Anyone working in an IT shop knows server uptime is crucial. Server downtime can cause major issues, from reduced worker productivity to issues that impact the customer experience and may even lead to lost sales. But keeping downtime at a minimum isn't as simple as just fixing problems as they arise. To keep your servers online, and avoid downtime, you need to understand what’s happening with them.
That's where network monitoring comes in.
Monitoring all the system resources associated with a server will help you build an understanding of resource usage patterns that will let you know when things are running right, and when they're starting to go awry. That way, you can always ensure that your servers are optimized accordingly, take care of problems before they arise, and provide a better end-user experience.
But accessing all of this information, and synthesizing it into digestible, actionable alerts and reports is easier said than done.
In this blog post, I’m going to take you through a few of the ways you can use WhatsUp gold to monitor physical servers—from server health to utilization. If you're looking for a more in-depth look at the topics discussed here, as well as a demo of WUG's server monitoring capabilities in action, check out our recent Server Monitoring webinar, now available on-demand
Monitoring Your Server's Health
Sometimes it can seem like there’s always something wrong with server hardware. From CPU errors to memory overloads, issues can frequently arise in normal use, and only become more frequent as your shop grows and incorporates more and more devices—which may not always play nice with each other.
The best way to stay on top of all of this is to monitor the essential indicators of server health—CPU, memory, and disk utilization, with active monitors and set up alerts that will let you know when things aren’t quite right.
That means you can do things like track CPU load through specific time-frames so that you can see when CPU load is either unexpectedly peaked ( maybe due to processor bottlenecks, service attacks, or other service incidents) or you can see when it’s abnormally idle, so if server dropped from load balancer configuration or kernel panic, you’ll be aware of that as well. And of course, you can be alerted when utilization falls outside of your chosen threshold.

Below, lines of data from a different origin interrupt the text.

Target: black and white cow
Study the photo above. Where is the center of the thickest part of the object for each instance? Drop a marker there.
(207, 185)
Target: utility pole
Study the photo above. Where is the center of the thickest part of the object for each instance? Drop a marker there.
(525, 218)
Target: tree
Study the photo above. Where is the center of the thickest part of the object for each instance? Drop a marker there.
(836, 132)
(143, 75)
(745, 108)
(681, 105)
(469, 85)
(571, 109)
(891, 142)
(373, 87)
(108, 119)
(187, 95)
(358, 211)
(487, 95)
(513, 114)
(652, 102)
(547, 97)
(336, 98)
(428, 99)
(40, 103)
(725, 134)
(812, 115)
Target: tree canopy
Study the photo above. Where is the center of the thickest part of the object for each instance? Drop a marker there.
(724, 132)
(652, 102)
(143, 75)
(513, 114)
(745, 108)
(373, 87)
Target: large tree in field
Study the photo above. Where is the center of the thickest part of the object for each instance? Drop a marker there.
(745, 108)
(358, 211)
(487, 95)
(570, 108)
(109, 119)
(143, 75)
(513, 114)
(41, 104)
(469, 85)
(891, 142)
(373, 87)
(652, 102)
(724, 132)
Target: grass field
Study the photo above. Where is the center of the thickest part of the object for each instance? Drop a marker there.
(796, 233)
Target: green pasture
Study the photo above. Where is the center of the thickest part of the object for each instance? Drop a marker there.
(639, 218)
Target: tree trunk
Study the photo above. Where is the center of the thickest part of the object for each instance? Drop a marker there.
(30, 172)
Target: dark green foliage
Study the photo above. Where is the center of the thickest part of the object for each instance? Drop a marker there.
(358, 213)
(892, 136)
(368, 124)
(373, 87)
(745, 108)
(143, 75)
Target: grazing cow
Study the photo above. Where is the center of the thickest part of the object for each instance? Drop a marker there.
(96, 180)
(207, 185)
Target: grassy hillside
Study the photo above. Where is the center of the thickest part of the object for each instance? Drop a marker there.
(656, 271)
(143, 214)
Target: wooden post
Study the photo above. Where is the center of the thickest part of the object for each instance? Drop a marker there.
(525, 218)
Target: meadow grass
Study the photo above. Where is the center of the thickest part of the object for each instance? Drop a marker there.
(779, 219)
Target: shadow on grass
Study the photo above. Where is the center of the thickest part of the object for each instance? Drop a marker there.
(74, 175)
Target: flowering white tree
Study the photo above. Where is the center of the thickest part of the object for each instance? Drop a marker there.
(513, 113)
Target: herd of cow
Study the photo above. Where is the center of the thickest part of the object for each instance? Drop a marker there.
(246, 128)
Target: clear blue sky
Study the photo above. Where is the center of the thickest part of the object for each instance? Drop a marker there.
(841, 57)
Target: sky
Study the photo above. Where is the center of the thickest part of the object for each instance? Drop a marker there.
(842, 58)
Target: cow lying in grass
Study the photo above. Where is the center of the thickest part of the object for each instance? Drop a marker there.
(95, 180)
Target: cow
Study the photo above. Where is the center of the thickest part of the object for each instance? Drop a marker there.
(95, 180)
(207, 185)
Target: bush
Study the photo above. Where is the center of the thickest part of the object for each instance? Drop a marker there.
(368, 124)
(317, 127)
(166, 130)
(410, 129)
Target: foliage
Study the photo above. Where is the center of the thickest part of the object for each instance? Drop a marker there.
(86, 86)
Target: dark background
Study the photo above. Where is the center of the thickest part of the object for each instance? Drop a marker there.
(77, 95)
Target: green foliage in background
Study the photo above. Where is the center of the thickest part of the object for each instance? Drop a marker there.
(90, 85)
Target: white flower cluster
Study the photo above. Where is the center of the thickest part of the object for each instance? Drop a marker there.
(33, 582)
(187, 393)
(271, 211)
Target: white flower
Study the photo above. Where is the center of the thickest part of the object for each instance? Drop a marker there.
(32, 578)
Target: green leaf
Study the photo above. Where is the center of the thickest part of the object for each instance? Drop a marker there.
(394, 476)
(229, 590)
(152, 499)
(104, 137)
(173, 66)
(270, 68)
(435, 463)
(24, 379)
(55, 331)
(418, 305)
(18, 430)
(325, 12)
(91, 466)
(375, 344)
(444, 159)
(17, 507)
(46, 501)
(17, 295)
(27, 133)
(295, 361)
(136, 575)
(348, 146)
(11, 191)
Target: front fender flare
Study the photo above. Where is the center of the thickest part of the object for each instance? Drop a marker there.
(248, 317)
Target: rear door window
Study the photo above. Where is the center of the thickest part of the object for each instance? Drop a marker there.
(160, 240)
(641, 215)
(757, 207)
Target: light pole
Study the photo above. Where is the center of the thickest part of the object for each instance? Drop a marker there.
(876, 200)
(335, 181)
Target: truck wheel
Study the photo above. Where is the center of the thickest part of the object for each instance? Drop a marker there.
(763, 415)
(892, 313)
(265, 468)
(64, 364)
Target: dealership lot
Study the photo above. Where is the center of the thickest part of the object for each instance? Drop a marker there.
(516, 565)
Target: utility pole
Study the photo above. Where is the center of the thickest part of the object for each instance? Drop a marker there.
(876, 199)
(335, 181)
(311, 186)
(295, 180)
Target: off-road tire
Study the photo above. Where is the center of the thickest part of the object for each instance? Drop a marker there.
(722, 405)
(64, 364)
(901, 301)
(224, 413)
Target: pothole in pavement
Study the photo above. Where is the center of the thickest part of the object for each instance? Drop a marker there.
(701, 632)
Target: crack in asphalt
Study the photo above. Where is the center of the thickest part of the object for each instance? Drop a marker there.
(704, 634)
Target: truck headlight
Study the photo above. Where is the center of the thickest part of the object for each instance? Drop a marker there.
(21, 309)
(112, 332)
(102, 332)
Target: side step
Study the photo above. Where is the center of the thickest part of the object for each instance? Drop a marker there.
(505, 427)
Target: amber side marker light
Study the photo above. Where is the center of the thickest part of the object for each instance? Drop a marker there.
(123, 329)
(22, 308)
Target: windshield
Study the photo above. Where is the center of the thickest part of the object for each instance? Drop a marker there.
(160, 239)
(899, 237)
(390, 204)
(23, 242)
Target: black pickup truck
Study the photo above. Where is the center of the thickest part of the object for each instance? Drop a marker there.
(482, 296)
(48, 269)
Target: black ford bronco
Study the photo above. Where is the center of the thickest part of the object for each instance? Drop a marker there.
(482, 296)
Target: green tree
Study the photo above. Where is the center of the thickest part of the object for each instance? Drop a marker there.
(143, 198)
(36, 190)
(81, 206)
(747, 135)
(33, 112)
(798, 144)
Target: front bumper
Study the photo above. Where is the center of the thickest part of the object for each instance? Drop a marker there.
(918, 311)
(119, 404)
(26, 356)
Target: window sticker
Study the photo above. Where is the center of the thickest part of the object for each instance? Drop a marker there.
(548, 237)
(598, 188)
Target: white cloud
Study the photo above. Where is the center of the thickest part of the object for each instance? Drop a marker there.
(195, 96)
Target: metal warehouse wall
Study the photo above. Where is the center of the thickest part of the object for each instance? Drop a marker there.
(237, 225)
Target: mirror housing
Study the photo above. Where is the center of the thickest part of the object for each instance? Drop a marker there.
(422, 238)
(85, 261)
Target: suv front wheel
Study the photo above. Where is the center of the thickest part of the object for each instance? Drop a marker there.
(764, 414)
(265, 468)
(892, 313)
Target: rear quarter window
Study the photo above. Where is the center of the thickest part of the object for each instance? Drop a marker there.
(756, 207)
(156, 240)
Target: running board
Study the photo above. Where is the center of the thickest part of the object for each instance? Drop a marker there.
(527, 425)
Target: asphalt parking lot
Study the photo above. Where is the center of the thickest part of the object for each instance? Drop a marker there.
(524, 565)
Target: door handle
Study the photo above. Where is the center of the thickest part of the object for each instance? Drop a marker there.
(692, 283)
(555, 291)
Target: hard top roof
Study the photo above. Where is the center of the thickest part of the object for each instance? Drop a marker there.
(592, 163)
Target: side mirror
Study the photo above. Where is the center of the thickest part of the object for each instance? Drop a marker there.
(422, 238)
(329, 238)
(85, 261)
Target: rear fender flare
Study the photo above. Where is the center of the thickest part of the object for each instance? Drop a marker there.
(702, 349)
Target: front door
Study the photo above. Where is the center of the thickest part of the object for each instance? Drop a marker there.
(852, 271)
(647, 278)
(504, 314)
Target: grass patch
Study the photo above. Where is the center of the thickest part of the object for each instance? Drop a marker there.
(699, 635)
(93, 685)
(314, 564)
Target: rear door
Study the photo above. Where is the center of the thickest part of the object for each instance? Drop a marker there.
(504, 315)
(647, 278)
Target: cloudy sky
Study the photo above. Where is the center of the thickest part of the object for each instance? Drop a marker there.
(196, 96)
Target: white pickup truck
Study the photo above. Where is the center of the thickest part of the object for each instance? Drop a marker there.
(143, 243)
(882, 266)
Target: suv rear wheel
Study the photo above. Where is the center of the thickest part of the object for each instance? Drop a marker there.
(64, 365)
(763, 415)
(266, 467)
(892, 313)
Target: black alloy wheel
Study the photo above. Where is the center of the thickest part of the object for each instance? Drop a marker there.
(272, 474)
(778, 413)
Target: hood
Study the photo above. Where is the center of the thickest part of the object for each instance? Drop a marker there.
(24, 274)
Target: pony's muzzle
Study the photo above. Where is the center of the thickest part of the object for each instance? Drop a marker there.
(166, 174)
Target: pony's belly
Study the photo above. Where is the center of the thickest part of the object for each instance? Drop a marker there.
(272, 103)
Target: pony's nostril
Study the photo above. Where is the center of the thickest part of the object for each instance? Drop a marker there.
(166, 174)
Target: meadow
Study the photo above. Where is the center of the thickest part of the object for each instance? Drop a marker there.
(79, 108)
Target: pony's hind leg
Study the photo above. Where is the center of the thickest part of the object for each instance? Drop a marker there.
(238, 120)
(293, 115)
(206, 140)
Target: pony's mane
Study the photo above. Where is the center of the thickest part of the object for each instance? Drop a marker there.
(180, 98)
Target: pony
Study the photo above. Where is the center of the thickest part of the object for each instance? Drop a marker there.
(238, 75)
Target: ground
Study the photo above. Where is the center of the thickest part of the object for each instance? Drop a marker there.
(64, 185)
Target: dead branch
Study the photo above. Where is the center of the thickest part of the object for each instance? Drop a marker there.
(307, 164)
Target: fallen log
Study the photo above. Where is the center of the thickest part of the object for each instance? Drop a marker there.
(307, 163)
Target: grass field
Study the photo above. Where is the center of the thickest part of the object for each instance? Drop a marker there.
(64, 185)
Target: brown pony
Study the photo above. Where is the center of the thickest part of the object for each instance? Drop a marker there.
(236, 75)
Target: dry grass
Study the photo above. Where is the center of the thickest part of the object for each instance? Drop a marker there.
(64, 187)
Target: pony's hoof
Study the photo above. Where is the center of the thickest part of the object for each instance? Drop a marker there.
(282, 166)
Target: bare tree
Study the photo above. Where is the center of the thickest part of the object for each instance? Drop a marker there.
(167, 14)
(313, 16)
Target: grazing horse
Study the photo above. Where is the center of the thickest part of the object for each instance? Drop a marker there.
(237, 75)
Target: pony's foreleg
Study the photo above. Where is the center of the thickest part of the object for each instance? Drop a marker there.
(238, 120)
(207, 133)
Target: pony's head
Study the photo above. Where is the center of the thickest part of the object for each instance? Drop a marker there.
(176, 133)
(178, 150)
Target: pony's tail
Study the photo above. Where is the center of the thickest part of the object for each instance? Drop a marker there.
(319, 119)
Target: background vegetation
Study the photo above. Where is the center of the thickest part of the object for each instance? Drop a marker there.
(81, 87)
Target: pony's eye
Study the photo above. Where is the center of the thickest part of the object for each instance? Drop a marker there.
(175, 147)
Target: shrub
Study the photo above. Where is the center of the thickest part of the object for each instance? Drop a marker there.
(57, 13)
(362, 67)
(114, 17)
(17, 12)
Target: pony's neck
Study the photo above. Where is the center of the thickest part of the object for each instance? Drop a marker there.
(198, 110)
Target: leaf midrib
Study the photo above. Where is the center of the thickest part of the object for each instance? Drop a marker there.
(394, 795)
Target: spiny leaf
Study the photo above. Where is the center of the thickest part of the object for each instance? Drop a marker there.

You can do the same for memory utilization and can also set up reports that will compare disk storage capacity to actual utilization for devices with on-disk storage, which is useful for capacity planning.
Monitoring Hardware Components
Hardware components are another good way to keep track of the health of your servers—if your server is operating at a high temperature for an extended period of time, that can indicate deeper issues. If possible, you should set up a temperature monitor that will check the status of a device’s temperature sensors—if the sensor returns a “normal” or “ok” state indicators, it is considered up. If not it is considered down.
WUG can also be configured to displays details such as fan and power supply status. The information available about the server depends on the device being monitored. Typically, we are able to monitor all of this information for Dell, Cisco, HP and EMC devices.
Setting Up Critical Alerts
Of course, none of these cool monitoring capabilities matter if you can't tell when something’s wrong. That’s where alerting comes in. In the event that a server or your entire network is strained, WUG is going to tell you right away – via customizable alerts delivered thru email, SMS, or even slack. You can, therefore, intervene quickly and save your company from having to deal with potentially serious consequences.
But alerting can also be a headache if poorly configured—You should not, for example, get alerts for each dependent device that goes down. If a gateway-device goes down, that’s the only alert you need, you don’t need an alert from every single connected device beyond that telling you that its lost connection.
With WUG, those alert storms are easily avoided, as it automatically apply dependencies rules to discovered layer 2 and layer 3 devices to prevent alert storms. These settings can also be set manually.
With Alert Escalation, notification policies in the Alert Center can be configured to escalate alerts based on the criticality of the network components – the alerts can move up from automatic trouble ticket generation to sending out alerts to pre-designated administrators.
With the Alert Acknowledgement feature, the first responder’s acknowledgment of an alert is considered an indication the issue is being addressed, and no further alerts are sent, unless triggered by the notification policy or as log messages after the issue has been resolved. This ensures that the issues that are not fixed within the timeframe are addressed appropriately. Likewise, information about the action taken can be added to the acknowledgment process, thereby providing problem resolution data that can be used in the event the issue reoccurs.